Ocular centrism throughout time has also been criticized as well in the past because of the neglect of other senses that philosophers deem equally as important to the perception of man. French 20th century philosophers emphasized the “simultaneity and interaction of the senses.” These philosophers wanted to perceive from a whole, as a total being in order to speak to all their senses as one.
The belief of Pallasmaa that the narcissistic and nihilistic eye has become dominate of the architectural world of the past twenty years is disadvantageous to the viewer of the piece of architecture, as the narcissistic eye begins to disengage and isolate the other senses, while the narcissistic eye tries to objectify the entire piece of architecture as a piece of expressive imagery. The piece of architecture needs to begin to engage the viewer through the multiple senses, to allow the inhabitant to completely lose him or herself within the space.
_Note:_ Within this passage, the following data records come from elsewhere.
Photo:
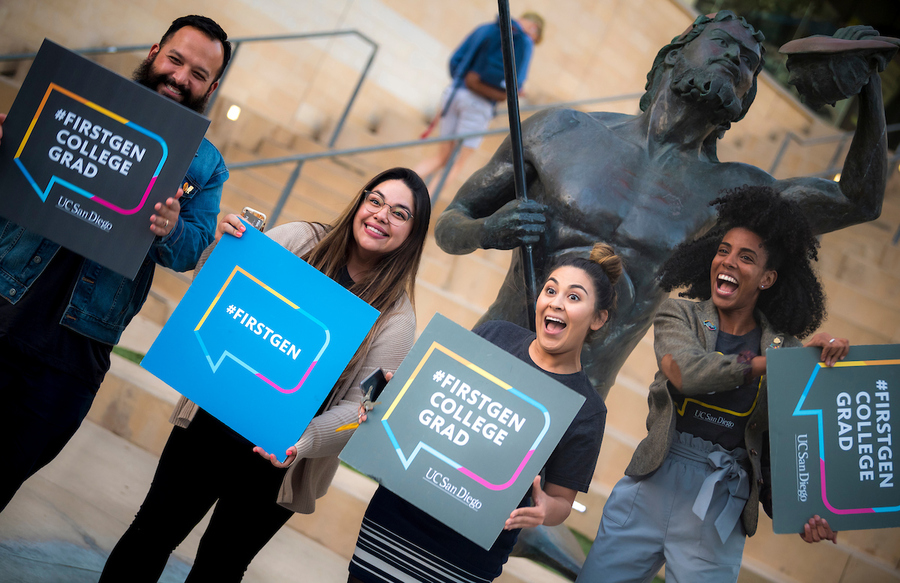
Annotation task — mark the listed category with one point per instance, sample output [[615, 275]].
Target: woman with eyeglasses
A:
[[373, 249]]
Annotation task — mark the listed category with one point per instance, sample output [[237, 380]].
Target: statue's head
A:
[[716, 61]]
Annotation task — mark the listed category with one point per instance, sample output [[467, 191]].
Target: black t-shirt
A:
[[721, 417], [32, 325], [572, 462], [570, 465]]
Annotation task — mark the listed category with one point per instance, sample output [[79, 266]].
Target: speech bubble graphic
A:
[[488, 407], [86, 143], [258, 328], [849, 429]]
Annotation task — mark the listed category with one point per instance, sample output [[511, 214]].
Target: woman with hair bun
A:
[[691, 494], [399, 542]]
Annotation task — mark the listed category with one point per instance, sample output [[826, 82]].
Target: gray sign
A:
[[86, 154], [463, 429], [830, 433]]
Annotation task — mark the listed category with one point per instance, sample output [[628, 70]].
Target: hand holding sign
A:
[[816, 530], [551, 507], [166, 216], [833, 349], [465, 429]]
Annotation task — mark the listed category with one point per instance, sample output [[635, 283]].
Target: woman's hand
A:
[[364, 408], [232, 225], [291, 453], [833, 348], [529, 516], [817, 530], [551, 507]]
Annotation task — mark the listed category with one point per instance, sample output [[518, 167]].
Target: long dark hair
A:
[[395, 272], [795, 304]]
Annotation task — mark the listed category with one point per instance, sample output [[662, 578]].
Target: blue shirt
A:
[[481, 53]]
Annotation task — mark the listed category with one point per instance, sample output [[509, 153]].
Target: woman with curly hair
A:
[[692, 490]]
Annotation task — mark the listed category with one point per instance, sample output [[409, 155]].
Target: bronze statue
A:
[[642, 183]]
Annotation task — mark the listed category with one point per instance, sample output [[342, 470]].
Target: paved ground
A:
[[60, 526]]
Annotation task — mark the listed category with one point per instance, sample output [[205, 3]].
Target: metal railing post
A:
[[362, 77], [445, 172], [235, 45], [784, 143], [286, 192]]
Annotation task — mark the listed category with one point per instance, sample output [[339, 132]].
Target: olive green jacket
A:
[[688, 330]]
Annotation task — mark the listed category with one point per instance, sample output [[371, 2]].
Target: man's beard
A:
[[146, 77], [704, 85]]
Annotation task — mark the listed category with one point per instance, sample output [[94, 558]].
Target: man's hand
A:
[[515, 223], [166, 217]]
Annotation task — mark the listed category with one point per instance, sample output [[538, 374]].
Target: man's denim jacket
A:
[[103, 302]]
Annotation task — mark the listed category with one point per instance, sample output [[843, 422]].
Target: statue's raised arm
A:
[[826, 69]]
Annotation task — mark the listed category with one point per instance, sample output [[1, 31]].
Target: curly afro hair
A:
[[795, 304]]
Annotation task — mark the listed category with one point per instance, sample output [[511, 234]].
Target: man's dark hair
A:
[[654, 77], [210, 28], [795, 304]]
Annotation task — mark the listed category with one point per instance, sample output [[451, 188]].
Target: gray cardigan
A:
[[680, 329], [317, 461]]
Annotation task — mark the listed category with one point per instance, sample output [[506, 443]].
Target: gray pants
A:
[[653, 521]]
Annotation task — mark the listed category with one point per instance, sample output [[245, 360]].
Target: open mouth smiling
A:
[[372, 229], [553, 324], [725, 284]]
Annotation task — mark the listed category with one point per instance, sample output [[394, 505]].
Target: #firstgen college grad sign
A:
[[86, 154]]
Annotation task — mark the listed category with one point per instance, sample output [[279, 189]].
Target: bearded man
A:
[[61, 314], [643, 183]]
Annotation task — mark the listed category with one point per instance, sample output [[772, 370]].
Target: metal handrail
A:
[[833, 169], [300, 159], [842, 139], [236, 44]]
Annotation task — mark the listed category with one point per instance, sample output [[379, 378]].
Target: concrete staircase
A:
[[859, 266]]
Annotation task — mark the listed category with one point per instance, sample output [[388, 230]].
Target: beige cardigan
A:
[[317, 461]]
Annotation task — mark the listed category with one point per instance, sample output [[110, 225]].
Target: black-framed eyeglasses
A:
[[397, 215]]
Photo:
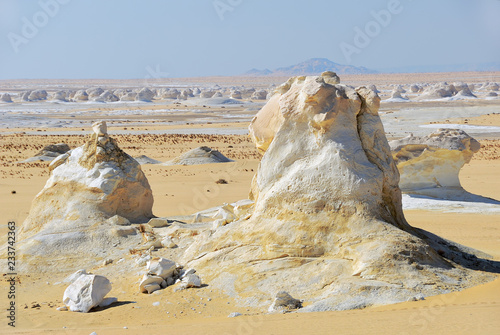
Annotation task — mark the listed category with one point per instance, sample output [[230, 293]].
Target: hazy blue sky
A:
[[181, 38]]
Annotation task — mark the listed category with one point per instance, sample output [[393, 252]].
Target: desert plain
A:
[[165, 128]]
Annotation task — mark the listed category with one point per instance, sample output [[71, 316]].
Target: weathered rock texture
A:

In many ways, the acts of writing poetry and creating architecture are very much alike. Both can be highly regarded as acts of self-expression. Where a poet generates a distinctive style through the many conventions of writing, such as tone and diction to name a few, an architect uses the language of design and construction materials as a means of idiosyncratic expression. But what is particularly special about the arts of architecture and poetry is that they can formulate constructed environments for others to experience.
While poetry and architecture are congruent in many to one another in many respects, they each also possess distinctive qualities that distinguish one school of expression from the other. While it is true that architecture and poetry both construct experiences for others, the means by which they create these environments are converse. The poet creates a plot and setting through only his or her ability to manipulate diction and remains limited in that he or she relies on the reader to be able to interpret their piece of poetry the way it was intended to be. But perhaps the true beauty of poetry is that a work can vary through one’s interpretation. This also holds true for a design constructed from the mind of an architect. It is up to the person occupying the built space to try and interpret the concepts the architect was trying to convey. That is also the main difference between architecture and poetry: literal and implied occupation of an idea. The architect is not limited to only the use of words to try and create space, but is able to construct conceptualizations before a viewer.
That poetry and architecture must remain antonymous is not true. The ability to dictate one’s architectural concepts in a clear and concise manner is one of monumental importance for the profession. The writings of the poet architect John Hejduk, however, takes the idea of descriptive architecture creates plot-like scenarios from paintings, film stills, and sculptures. Into these stationary scenarios, Hejduk replicates a sense of vitality through his utilization of characters and their environment, which mostly deal with architectural settings. Hejduk shows us that architecture does not have to be limited by a purely visual understanding, but he is able to create a sense of expression by letting the reader imagine the ideas he tries to imply.